Modeling Global Ocean Biogeochemistry With Physical Data Assimilation: A Pragmatic Solution to the Equatorial Instability

2020-05-0898

Title:Modeling Global Ocean Biogeochemistry With Physical Data Assimilation: A Pragmatic Solution to the Equatorial Instability

Journal: Journal of Advances in Modeling Earth Systems, 10(3), doi:10.1002/2017MS001223

Authors:Park, Jong-Yeon*, Charles A Stock, X. -S. Yang, John P Dunne, Anthony Rosati, Jasmin G John, and S. -Q. Zhang

Abstract: Reliable estimates of historical and current biogeochemistry are essential for understanding past ecosystem variability and predicting future changes. Efforts to translate improved physical ocean state estimates into improved biogeochemical estimates, however, are hindered by high biogeochemical sensitivity to transient momentum imbalances that arise during physical data assimilation. Most notably, the breakdown of geostrophic constraints on data assimilation in equatorial regions can lead to spurious upwelling, resulting in excessive equatorial productivity and biogeochemical fluxes. This hampers efforts to understand and predict the biogeochemical consequences of El Niño and La Niña.
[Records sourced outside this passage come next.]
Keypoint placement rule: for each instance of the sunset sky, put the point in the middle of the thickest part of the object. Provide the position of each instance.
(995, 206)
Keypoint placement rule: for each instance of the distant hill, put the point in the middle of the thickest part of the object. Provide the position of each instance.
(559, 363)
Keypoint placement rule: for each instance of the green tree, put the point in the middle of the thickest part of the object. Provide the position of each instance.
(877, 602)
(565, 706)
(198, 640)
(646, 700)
We develop a strategy to robustly integrate an ocean biogeochemical model with an ensemble coupledclimate data assimilation system used for seasonal to decadal global climate prediction. Addressing spurious vertical velocities requires two steps. First, we find that tightening constraints on atmospheric data assimilation maintains a better equatorial wind stress and pressure gradient balance. This reduces spurious vertical velocities, but those remaining still produce substantial biogeochemical biases. The remainder is addressed by imposing stricter fidelity to model dynamics over data constraints near the equator. We determine an optimal choice of modeldata weights that removed spurious biogeochemical signals while benefitting from offequatorial constraints that still substantially improve equatorial physical ocean simulations. Compared to the unconstrained control run, the optimally constrained model reduces equatorial biogeochemical biases and markedly improves the equatorial subsurface nitrate concentrations and hypoxic area. The pragmatic approach described herein offers a means of advancing earth system prediction in parallel with continued data assimilation advances aimed at fully considering equatorial data constraints.